Create a consistency-and-repair runbook:

Keyspace/table:
Replication factor:
Read consistency:
Write consistency:
Node outage assumption:
Hint window:
Read repair behavior:
Repair schedule:
Metrics:
Incident trigger:

Project / Capstone Connection

If a capstone uses a quorum-style store, the architecture review must include an operations story.
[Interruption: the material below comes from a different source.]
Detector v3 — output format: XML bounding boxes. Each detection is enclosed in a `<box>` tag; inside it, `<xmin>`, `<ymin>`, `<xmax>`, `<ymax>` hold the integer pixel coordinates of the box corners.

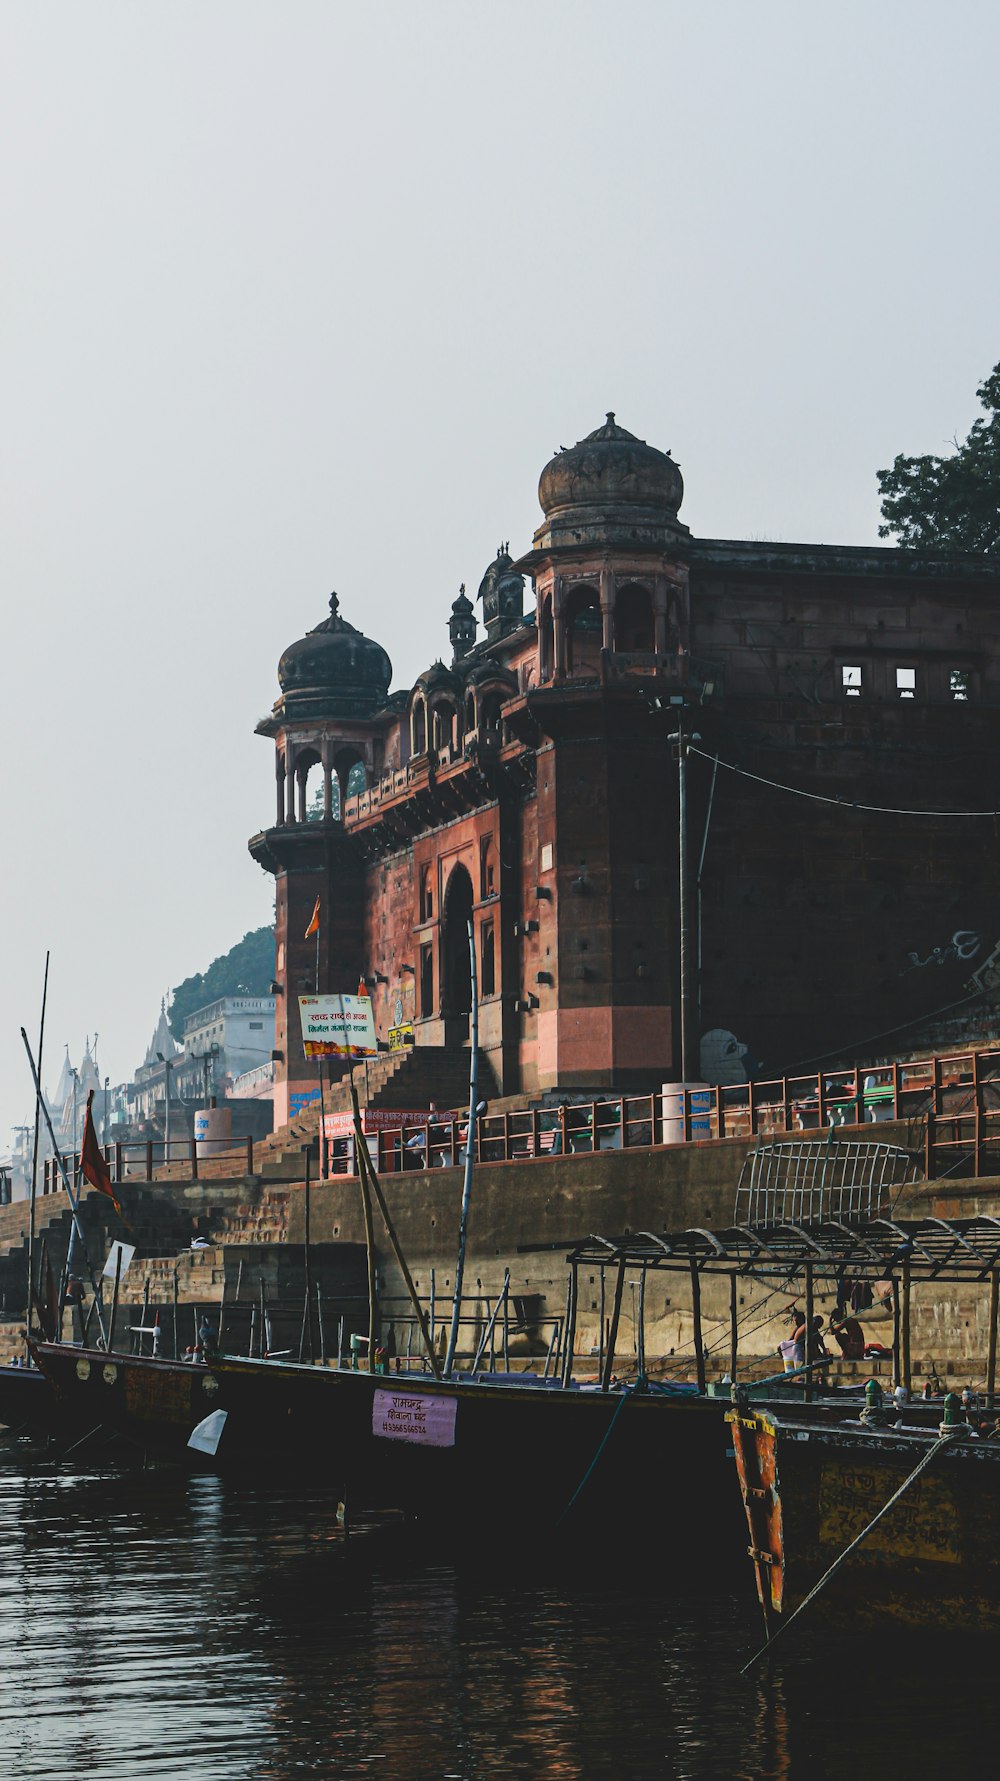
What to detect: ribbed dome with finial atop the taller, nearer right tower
<box><xmin>538</xmin><ymin>413</ymin><xmax>684</xmax><ymax>516</ymax></box>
Consistency is not only a client setting.


Source Map

SourceUse it for
PostgreSQL Hot Standbystandby reads, replication delay, eventually consistent standby data, query conflicts
PostgreSQL Log-Shipping Standby Serversstreaming replication, asynchronous default, synchronous replication
MongoDB Shardinghashed vs ranged sharding and targeted vs broadcast operations
MongoDB Ranged Shardingshard-key traits and range-partition behavior
MongoDB Data Partitioning with Chunkschunks, balancer behavior, jumbo chunk risk
DynamoDB partition key designuniform partition-key activity and partition throughput limits
DynamoDB hot partition mitigationpartition-level throttling and hot partitions
DynamoDB write shardingrandom/calculated suffix write-sharding patterns
DynamoDB read consistencystrong vs eventual reads and GSI consistency limits
DynamoDB global secondary indexesasynchronous GSI propagation and capacity tradeoffs
Cassandra architecture overviewpartitioned replicated storage model and eventual consistency
Cassandra read repairmonotonic quorum reads and blocking repair behavior
Cassandra hintshinted handoff role and configuration
Cassandra repairanti-entropy repair, token ranges, repair cadence

Completion Standard

  • At least three case-study artifacts are completed.
  • At least one artifact includes a replica-lag or stale-read timeline.
  • At least one artifact includes a shard-key or partition-key decision memo.
  • At least one artifact includes an operations runbook for repair, failover, or lag.
  • At least one case connects replication behavior to Module 4 transactions/consistency.
  • At least one case connects partitioning behavior to Module 5 distributed-systems fundamentals.